Je m'arrête un moment. Un doux crachin me caresse le visage. Je regarde le lieu. Vaste temple, tout de bois construit, aux allées crissantes de gravillons, aux arbres bien taillés, avec tout le soin des moines qui y habitent.
En plein milieu de ce Tokyo bruyant et agité, je trouve silence et paix, sérénité. Calme. Un homme est là, abrité à méditer, penché sur un livre. Comme hors du temps...

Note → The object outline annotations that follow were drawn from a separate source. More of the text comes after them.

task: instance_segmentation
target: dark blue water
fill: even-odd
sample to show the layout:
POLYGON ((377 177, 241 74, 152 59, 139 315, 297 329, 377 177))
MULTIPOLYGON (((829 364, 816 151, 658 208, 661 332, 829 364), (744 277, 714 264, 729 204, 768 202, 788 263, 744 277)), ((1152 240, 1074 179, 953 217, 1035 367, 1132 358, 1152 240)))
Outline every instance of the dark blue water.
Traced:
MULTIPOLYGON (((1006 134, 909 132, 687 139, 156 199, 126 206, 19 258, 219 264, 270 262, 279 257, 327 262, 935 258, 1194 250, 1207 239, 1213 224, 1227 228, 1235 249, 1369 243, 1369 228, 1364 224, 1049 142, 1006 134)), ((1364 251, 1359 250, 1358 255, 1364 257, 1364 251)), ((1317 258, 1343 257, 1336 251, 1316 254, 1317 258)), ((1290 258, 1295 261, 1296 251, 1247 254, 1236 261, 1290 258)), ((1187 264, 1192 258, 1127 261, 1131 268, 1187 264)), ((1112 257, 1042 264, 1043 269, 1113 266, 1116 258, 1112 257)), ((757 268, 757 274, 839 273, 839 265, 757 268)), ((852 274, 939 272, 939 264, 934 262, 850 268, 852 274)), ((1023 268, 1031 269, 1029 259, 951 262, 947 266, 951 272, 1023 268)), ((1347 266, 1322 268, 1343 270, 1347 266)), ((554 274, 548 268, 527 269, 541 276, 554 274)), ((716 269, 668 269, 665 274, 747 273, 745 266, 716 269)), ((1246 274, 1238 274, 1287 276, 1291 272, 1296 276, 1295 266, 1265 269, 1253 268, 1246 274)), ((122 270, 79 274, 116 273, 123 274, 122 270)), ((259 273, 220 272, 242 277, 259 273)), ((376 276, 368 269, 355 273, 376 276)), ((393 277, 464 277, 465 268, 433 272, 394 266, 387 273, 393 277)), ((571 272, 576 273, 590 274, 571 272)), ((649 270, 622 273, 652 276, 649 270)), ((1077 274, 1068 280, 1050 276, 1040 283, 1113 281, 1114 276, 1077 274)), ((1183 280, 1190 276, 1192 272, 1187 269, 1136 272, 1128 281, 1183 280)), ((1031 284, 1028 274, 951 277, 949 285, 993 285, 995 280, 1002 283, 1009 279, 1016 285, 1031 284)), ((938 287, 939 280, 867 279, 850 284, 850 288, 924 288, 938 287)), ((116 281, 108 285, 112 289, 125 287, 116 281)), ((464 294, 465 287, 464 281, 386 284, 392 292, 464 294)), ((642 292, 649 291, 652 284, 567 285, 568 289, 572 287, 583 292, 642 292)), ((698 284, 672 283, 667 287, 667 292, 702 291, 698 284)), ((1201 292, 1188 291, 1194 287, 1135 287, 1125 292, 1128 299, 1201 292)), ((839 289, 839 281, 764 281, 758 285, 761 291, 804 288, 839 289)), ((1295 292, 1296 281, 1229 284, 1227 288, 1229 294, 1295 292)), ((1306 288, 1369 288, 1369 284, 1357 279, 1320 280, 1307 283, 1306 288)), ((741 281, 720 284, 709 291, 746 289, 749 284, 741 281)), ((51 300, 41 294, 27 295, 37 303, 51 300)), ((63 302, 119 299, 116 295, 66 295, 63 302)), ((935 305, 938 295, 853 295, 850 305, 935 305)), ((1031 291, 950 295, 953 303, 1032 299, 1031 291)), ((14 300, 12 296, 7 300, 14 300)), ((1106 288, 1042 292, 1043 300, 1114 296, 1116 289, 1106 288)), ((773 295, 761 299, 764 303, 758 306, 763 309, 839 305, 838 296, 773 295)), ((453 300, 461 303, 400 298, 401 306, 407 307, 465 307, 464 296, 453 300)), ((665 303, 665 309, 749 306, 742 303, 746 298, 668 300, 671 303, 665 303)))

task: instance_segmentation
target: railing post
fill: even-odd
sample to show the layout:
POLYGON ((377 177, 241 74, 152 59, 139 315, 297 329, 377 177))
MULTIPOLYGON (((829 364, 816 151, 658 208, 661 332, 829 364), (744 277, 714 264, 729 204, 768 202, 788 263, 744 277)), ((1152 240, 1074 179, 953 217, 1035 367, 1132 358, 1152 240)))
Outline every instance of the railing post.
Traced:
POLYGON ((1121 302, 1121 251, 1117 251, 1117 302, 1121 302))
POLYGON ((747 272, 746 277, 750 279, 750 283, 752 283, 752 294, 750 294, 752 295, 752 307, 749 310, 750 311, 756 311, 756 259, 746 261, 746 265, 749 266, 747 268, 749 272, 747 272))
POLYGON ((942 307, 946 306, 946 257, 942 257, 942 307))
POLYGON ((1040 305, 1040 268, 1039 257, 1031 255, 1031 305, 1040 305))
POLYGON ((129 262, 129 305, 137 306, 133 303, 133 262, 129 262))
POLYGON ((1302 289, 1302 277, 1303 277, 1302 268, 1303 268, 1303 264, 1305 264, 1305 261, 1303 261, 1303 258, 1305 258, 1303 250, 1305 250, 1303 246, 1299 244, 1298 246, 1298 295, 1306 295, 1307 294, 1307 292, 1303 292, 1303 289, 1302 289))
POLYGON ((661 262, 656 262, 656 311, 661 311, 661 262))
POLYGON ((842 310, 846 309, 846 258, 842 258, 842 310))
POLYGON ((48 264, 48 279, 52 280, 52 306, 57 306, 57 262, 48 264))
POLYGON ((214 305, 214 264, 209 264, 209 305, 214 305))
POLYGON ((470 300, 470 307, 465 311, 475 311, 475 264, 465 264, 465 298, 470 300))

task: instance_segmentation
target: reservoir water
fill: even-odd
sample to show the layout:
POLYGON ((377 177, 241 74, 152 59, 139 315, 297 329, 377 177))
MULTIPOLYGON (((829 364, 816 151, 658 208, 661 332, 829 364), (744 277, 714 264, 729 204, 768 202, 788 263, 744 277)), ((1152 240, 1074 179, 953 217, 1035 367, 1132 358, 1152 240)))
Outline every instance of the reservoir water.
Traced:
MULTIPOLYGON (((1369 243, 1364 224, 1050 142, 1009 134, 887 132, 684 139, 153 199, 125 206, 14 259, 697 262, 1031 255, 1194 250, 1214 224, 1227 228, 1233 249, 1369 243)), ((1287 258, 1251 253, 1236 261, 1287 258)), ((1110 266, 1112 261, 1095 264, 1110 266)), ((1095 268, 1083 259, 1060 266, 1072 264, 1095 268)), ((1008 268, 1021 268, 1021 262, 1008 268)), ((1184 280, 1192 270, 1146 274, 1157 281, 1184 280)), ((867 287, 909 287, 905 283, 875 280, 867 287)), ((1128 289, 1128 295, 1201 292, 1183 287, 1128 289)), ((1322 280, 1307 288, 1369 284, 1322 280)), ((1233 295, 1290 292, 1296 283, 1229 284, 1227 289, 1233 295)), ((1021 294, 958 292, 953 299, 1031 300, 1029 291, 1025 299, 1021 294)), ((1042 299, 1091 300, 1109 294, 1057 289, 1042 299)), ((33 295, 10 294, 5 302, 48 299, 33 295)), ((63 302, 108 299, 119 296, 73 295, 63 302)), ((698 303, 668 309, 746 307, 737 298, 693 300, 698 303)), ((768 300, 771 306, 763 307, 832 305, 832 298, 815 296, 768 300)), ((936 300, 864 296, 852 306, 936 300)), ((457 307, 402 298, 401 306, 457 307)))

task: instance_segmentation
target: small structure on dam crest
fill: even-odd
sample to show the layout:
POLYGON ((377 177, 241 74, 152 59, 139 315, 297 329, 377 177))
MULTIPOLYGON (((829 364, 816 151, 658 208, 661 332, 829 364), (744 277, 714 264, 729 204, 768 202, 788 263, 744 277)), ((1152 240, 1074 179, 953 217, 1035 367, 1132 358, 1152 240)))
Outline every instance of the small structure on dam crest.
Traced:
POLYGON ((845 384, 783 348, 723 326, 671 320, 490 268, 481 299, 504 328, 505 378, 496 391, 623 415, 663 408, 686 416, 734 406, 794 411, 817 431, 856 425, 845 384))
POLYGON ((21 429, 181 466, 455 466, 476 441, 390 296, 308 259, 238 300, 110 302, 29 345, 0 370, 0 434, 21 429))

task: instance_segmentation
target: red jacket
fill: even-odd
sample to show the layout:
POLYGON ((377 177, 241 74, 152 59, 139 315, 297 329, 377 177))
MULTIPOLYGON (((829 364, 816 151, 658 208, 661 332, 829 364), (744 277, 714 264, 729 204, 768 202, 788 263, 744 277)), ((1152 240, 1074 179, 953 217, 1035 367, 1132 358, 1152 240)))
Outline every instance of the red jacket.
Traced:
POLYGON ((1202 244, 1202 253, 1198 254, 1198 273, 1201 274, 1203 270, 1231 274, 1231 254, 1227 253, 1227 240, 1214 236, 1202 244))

Nous sommes au centre de la ville, et pourtant, on n'entend que le souffle du vent qui caresse les arbres. Seules les branches semblent agitées ici. Quelques oiseaux chantent encore en cette fin de jour. Je me repose un peu. Je regarde les lieux, plein de compassion et de gratitude. C'est comme un cadeau de paix,
une main qui se tend vers moi pour m'inviter à m'assoir un moment, à me recueillir... Parabole à ma vie, tendue et triste... où je devrais bien prendre un peu le temps de me poser dans ma solitude... et apprécier ce moment de calme... Méditer sur le chagrin, sur la vie et trouver enfin la vérité sur ce que je suis et ce que je veux vraiment...
Mais la ville, déja m'appelle. Je reprends la grande allée au portique immense et me retourne une dernière fois sur ce havre de paix qui m'a accueilli quelques instants.
Je n'y retournerai sans doute jamais... C'était un court moment, c'était un joli détour...
Il est des souvenirs qui restent gravés. Il est des sentiments que rien ne saura effacer. J'aimerais tant retourner marcher un jour dans ces allées. Rêver... Sentir la paix et l'amour, la plénitude. Oser y croire encore... Mais la vie continue... et je retourne en ville... courir avec le monde.